«LOS EMPLEADOS SON NUESTRO BIEN MÁS VALIOSO»
Superficialmente, esta afirmación parece ir en contra del hecho de que las empresas tratan a sus «bienes más valiosos» de la misma forma que una aspiradora trata al polvo. ¿Cómo se puede explicar esta contradicción aparente?
Podría ser útil un ejemplo. Pongamos que a su jefe se le ha roto la silla y no queda dinero en el presupuesto para sustituirla. Lo más probable es que su jefe:
A. Se siente en el suelo hasta el siguiente ciclo presupuestario.
B. Utilice una silla destinada a no directivos, a pesar del estatus disminuido que ésta confiere a quien la ocupa.
C. Retrasa la incorporación de un nuevo empleado, distribuye el trabajo extra entre los «bienes más valiosos» y utiliza el ahorro para comprarse una silla adecuada.
Como empleados, nos gusta pensar que valemos más que el mobiliario del despacho. Pero la prueba de «Lo más probable» nos indica que éste no es el caso. Desde un punto de vista realista, nos hallamos cerca del extremo inferior de la jerarquía de suministros de oficina.

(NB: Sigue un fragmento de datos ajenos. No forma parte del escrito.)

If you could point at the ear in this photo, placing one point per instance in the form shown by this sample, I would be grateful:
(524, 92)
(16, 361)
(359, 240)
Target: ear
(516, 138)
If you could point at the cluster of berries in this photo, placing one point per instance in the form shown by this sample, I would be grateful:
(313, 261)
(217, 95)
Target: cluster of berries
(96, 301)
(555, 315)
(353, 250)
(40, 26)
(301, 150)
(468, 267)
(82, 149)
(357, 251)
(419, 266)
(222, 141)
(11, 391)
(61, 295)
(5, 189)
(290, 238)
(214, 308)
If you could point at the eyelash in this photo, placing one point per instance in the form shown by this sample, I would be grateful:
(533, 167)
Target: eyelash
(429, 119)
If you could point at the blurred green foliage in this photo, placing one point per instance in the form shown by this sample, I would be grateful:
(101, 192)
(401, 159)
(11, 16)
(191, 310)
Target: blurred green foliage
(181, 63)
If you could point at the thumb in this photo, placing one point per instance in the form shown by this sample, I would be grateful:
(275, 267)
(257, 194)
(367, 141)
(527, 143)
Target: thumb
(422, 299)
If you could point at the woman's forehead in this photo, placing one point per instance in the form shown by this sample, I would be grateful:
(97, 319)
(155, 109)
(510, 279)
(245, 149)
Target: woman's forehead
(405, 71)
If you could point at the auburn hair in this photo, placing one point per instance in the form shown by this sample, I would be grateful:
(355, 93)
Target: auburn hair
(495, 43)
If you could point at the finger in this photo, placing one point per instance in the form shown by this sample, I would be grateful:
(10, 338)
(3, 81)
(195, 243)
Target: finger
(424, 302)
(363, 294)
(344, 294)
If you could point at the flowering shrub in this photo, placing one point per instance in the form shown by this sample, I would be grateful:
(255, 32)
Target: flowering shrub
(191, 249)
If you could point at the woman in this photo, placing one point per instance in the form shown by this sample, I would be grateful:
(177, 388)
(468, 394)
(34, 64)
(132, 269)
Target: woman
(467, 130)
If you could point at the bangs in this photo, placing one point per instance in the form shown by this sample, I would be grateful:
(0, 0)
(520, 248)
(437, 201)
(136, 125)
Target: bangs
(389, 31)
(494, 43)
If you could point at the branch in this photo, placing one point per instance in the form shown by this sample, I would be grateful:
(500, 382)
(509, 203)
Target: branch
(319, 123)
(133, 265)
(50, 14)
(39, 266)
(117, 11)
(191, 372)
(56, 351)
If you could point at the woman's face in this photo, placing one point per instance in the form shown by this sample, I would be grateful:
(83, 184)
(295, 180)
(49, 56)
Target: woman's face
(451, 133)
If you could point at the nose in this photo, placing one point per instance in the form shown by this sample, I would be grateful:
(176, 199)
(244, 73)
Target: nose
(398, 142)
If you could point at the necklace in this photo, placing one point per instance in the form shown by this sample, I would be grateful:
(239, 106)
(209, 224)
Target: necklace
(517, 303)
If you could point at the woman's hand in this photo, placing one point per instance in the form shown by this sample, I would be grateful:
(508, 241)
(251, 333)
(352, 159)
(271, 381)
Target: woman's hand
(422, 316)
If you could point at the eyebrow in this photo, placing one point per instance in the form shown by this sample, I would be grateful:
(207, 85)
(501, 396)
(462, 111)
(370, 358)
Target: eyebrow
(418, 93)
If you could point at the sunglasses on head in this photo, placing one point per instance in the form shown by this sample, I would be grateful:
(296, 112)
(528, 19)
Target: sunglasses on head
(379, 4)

Adams, S. (1996). El principio de Dilbert. |
Además de la anterior, la lista de mentiras incluye clásicos como «yo sigo una política de puertas abiertas» (¿qué jefe quiere hacer frente a una cola de empleados descontentos quejándose de cosas que no tienen arreglo?), «el futuro es brillante» (¿qué probabilidad hay de que su jefe sea un visionario capaz de predecir el futuro?), «el rendimiento será recompensado» (¿no será más probable que este año, una vez más, el dinero ganado vaya a parar a manos de los inversores, los directores y los consejeros delegados?) , «la formación es una de nuestras prioridades» (¿qué jefe va a desviar fondos de las áreas de las que dependen sus objetivos personales para destinarlo a formación?), «nuestra gente es la mejor» (ya hablamos de ello en su día), y «su opinión es muy importante para nosotros» (¿por qué iba a querer un jefe cargarse con más trabajo fruto de las sugerencias de sus subalternos?).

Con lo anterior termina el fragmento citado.